Analog dual classifier via a time-modulated neuromorphic metasurface
M. Mousa, M. Moghaddaszadeh, M. Nouh
TL;DR
This work addresses the limitation of wave-based physical computing systems that are typically restricted to a single task by introducing a dual-classifier time-modulated neuromorphic metasurface. The system uses two time-modulated metasurface layers to generate multiple frequency channels via harmonics $\omega^-,\omega,\omega^+$ from carrier excitations, enabling two independent neural-network-like classification tasks to run in parallel with readouts at separate label segments. An analytical framework based on transfer and scattering matrices for time-modulated unit cells and waveguides underpins the design, with training that identifies layer parameters $m$, $k_0$, $\phi_m$ and $m'$, $k'_0$, $\phi'_m$ to realize the two tasks. Demonstrations on gesture (four-class) and MNIST digit recognition show accuracies of $93\%$ and $87\%$, highlighting significant potential for compact, energy-efficient, wave-based multifunctional neuromorphic systems. The approach is scalable to more channels and broadly applicable across elastic, acoustic, and optical domains, offering a path to reduced footprint and fabrication complexity in physical intelligent systems.
Abstract
A neuromorphic metasurface embodies mechanical intelligence by realizing physical neural architectures. It exploits guided wave scattering to conduct computations in an analog manner. Through multiple tuned waveguides, the neuromorphic system recognizes the features of an input signal and self-identifies its classification label. The computational input is introduced to the system through mechanical excitations at one edge, generating elastic waves that traverse multiple layers of resonant metasurfaces. These metasurfaces possess a tunable phase akin to trainable parameters in deep learning algorithms. While early efforts have been promising, the well-established constraints on wave propagation in finite media limit such systems to single-task realizations.

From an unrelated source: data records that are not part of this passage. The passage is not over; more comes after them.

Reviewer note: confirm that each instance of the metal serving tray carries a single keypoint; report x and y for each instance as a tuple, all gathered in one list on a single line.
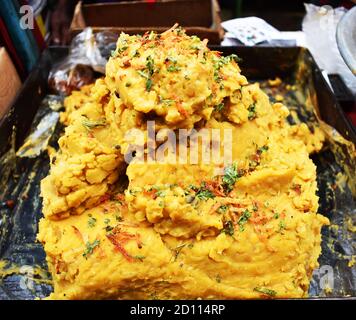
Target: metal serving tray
[(23, 271)]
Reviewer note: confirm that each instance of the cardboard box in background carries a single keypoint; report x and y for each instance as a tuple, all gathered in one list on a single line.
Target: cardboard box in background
[(199, 17), (10, 82)]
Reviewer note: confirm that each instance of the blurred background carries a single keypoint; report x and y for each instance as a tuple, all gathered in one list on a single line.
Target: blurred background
[(27, 27)]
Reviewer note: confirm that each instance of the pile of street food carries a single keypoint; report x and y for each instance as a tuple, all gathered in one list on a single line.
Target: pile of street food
[(122, 223)]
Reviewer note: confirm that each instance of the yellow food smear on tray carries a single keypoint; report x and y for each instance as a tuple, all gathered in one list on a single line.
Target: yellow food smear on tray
[(179, 230)]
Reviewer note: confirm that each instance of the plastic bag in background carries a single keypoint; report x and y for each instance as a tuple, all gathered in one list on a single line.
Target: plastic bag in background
[(319, 26), (88, 53)]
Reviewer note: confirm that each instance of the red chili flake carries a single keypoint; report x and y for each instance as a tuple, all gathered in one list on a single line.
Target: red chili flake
[(105, 99), (104, 198), (297, 188), (10, 204), (151, 193), (78, 233), (118, 238), (215, 187)]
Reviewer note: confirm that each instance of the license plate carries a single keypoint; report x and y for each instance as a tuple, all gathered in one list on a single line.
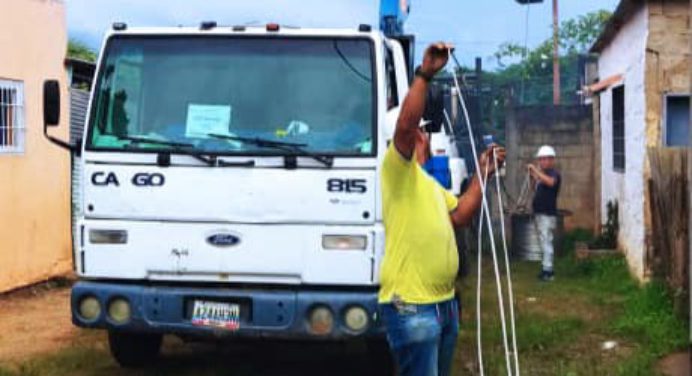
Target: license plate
[(216, 314)]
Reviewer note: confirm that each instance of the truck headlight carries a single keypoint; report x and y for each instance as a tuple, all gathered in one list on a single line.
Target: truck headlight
[(107, 236), (89, 308), (119, 310), (344, 242), (320, 320), (356, 319)]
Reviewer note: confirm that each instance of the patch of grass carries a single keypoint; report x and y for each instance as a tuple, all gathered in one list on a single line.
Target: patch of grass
[(535, 332), (69, 361), (648, 318), (561, 330)]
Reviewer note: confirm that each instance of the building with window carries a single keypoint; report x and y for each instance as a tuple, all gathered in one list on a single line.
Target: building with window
[(34, 174), (641, 100)]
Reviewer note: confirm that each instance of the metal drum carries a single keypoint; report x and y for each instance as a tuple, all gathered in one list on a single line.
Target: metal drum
[(525, 244)]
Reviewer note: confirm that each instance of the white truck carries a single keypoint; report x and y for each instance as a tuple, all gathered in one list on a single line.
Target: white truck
[(230, 183)]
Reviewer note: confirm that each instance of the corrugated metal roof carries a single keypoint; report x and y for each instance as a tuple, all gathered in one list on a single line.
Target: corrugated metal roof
[(624, 12)]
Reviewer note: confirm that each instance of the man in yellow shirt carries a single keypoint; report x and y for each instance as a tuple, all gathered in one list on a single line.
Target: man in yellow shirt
[(420, 263)]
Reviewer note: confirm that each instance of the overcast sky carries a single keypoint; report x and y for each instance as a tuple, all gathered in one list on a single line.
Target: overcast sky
[(477, 27)]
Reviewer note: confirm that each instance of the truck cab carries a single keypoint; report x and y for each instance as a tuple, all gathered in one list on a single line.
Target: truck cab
[(230, 184)]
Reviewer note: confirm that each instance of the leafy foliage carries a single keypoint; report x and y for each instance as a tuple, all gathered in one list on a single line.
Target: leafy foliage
[(79, 50)]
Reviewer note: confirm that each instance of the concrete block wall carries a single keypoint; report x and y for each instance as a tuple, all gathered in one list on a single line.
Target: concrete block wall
[(569, 129)]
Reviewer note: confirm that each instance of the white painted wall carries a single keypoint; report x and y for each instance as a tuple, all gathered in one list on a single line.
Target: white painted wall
[(626, 55)]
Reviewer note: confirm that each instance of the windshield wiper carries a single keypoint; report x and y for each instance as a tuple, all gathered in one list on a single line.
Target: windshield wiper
[(295, 148), (178, 147)]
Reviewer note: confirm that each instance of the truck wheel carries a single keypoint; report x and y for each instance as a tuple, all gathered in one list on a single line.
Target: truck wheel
[(380, 357), (132, 350)]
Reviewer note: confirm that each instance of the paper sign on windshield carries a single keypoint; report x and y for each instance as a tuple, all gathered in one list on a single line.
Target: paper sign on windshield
[(203, 119)]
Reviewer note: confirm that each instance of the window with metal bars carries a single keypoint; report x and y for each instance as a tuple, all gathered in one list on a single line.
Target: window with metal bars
[(11, 116), (619, 128)]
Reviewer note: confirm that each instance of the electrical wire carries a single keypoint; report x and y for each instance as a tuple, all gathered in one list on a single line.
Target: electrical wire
[(485, 210), (507, 268)]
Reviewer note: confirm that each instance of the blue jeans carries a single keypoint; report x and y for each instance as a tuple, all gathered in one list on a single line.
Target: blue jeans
[(422, 337)]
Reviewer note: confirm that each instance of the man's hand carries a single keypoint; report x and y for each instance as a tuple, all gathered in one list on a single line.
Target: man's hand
[(435, 58), (487, 159), (412, 108), (538, 175)]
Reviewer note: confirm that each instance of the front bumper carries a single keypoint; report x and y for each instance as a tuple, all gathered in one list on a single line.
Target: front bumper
[(269, 312)]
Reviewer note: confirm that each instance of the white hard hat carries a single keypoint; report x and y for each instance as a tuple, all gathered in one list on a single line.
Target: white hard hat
[(546, 151)]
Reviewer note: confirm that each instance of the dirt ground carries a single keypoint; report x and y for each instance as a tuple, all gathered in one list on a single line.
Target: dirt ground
[(37, 338), (42, 312)]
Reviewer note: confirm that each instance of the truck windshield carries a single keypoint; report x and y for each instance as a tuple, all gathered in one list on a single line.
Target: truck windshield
[(313, 91)]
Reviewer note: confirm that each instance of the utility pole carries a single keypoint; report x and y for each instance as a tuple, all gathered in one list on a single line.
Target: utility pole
[(556, 55)]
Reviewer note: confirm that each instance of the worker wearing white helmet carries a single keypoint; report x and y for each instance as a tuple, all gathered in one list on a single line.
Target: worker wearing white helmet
[(547, 180)]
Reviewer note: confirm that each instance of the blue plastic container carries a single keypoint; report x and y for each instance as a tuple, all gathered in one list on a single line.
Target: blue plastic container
[(438, 168)]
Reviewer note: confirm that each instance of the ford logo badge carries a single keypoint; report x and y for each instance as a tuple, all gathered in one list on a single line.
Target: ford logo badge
[(223, 240)]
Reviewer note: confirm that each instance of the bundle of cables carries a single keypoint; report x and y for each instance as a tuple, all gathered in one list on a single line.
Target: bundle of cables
[(511, 353)]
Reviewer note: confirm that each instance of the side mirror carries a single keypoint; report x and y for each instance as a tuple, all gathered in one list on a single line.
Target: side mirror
[(51, 112), (434, 109), (51, 103)]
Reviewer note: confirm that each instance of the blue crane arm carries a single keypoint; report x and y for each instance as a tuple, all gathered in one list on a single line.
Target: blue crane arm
[(393, 14)]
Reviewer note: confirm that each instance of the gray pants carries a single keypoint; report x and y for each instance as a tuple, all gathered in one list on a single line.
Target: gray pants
[(545, 225)]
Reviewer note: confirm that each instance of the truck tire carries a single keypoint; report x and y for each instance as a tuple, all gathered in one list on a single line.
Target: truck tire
[(380, 357), (133, 350)]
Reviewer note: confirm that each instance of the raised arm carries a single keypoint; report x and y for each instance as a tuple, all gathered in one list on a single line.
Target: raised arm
[(412, 109), (471, 200), (541, 176)]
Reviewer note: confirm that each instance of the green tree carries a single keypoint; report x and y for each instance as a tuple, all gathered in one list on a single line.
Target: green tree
[(530, 71), (79, 50)]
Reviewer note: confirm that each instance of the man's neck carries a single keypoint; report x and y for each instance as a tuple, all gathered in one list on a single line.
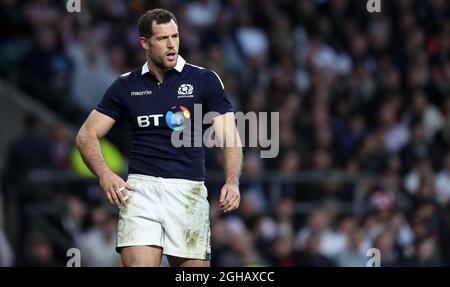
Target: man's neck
[(157, 72)]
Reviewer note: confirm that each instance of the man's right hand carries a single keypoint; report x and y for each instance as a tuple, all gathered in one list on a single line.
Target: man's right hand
[(116, 189)]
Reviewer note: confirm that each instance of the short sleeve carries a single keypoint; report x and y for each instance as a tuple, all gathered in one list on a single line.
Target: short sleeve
[(216, 99), (112, 104)]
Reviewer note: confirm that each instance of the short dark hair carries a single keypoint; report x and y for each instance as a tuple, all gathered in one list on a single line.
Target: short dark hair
[(161, 16)]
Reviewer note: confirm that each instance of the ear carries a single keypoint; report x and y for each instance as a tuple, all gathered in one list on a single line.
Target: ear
[(144, 43)]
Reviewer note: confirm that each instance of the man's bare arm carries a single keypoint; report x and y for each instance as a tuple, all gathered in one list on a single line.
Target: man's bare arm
[(228, 138), (96, 126)]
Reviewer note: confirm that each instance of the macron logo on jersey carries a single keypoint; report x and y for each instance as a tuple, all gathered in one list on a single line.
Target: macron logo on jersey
[(141, 93), (185, 91)]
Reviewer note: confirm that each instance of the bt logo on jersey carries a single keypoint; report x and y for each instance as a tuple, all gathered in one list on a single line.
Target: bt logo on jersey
[(145, 121), (175, 118)]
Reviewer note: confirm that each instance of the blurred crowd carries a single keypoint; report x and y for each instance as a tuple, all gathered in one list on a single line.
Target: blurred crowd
[(358, 92)]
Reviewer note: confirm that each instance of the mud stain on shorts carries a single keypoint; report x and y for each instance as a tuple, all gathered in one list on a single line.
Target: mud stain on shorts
[(194, 215)]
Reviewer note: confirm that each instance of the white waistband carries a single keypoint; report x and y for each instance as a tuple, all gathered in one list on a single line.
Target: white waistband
[(163, 179)]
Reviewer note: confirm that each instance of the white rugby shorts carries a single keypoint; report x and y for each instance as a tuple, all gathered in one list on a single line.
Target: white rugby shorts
[(167, 212)]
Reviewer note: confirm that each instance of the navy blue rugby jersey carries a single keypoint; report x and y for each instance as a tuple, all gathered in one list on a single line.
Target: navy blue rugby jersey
[(155, 110)]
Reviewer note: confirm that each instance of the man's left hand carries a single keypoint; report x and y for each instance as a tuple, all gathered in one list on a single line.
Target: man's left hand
[(229, 197)]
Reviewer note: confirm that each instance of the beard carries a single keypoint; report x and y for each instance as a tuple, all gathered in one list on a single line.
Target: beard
[(160, 63)]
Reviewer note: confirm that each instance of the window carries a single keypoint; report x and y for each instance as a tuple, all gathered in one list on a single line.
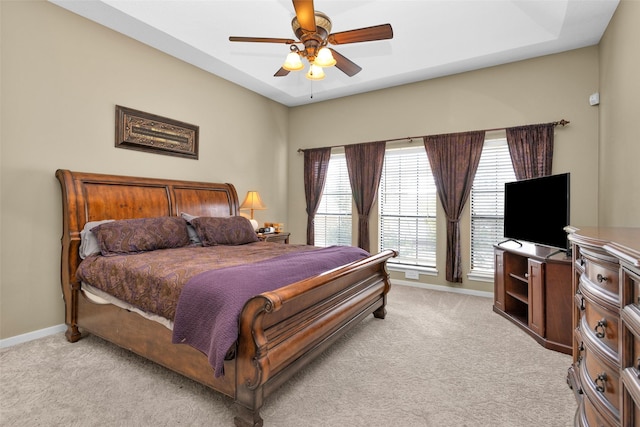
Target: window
[(333, 220), (487, 203), (407, 203)]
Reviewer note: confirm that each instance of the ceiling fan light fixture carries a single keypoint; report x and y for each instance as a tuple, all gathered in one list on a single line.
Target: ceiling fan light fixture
[(293, 62), (324, 58), (315, 73)]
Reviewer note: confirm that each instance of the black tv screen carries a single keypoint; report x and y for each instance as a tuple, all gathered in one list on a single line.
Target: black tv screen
[(537, 210)]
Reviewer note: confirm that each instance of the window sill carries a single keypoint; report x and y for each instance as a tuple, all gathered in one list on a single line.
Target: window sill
[(415, 269), (481, 276)]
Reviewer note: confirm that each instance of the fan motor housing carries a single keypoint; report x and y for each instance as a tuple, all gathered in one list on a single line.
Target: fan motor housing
[(313, 41)]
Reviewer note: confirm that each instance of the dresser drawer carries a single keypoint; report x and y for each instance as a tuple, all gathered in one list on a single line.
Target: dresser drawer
[(634, 281), (601, 327), (592, 418), (601, 383), (631, 384), (603, 274)]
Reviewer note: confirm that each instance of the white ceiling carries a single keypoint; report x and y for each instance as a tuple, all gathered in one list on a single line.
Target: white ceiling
[(432, 38)]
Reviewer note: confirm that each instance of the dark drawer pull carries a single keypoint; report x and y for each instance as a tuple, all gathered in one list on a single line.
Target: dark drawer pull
[(602, 325), (602, 379), (579, 358)]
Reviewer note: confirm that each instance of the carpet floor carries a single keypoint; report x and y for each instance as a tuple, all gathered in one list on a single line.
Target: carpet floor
[(439, 359)]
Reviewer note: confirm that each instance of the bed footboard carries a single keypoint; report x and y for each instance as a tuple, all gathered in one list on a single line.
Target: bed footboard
[(283, 330)]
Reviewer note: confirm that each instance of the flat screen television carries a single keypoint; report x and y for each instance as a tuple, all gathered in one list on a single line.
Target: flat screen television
[(537, 210)]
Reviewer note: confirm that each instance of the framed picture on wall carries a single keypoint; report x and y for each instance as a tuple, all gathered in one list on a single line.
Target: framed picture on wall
[(137, 130)]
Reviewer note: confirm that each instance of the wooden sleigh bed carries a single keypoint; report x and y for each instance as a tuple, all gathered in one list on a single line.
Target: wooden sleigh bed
[(279, 331)]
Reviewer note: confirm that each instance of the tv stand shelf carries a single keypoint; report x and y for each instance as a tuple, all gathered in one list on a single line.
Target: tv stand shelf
[(533, 290)]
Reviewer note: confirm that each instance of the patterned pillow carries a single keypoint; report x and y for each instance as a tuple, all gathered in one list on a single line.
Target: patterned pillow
[(130, 236), (234, 230)]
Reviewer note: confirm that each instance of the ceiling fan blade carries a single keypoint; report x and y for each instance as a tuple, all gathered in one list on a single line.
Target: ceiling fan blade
[(305, 14), (377, 32), (345, 65), (261, 40), (281, 72)]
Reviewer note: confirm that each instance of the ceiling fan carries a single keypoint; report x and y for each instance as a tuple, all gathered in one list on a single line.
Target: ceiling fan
[(313, 29)]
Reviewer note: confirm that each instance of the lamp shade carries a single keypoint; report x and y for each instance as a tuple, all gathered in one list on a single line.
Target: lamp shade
[(252, 202)]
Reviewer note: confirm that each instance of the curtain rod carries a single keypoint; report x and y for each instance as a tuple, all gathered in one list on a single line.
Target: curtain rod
[(562, 122)]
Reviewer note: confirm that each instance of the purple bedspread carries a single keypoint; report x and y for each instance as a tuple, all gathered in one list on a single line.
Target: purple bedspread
[(209, 306)]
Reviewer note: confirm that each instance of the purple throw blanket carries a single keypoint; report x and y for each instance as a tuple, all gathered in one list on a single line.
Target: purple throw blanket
[(209, 306)]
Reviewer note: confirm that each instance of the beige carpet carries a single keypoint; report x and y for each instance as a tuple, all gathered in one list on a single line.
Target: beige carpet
[(438, 359)]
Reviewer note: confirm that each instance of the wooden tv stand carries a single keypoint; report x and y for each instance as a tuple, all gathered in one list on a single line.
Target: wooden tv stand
[(532, 288)]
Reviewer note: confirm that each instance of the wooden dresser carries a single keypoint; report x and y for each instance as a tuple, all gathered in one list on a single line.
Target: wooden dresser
[(605, 374)]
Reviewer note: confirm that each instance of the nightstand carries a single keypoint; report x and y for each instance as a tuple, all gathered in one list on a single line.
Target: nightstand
[(275, 237)]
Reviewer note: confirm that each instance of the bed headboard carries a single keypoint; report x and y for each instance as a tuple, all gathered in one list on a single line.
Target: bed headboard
[(92, 197)]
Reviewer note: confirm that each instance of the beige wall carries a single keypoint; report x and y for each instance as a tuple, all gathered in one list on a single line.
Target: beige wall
[(534, 91), (620, 117), (62, 76)]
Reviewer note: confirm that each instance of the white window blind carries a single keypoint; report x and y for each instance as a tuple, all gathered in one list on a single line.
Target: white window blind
[(487, 203), (407, 203), (333, 219)]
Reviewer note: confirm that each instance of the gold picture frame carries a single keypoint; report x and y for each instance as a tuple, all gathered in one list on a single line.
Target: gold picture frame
[(137, 130)]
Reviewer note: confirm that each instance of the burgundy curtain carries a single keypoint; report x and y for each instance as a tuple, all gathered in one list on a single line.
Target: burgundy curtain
[(454, 160), (364, 163), (316, 163), (531, 150)]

In this work, we devise a dual classifier neuromorphic metasurface and demonstrate its effectiveness in carrying out two completely independent classification problems that are concurrently carried out in parallel, thus addressing a major bottleneck in physical computing systems. Parallelization is achieved through smart multiplexing of the carrier computational frequency, enabled by prescribed temporal modulations of the embedded waveguides. The presented theory and results pave the way for new paradigms in wave-based computing systems, which have been elusive thus far.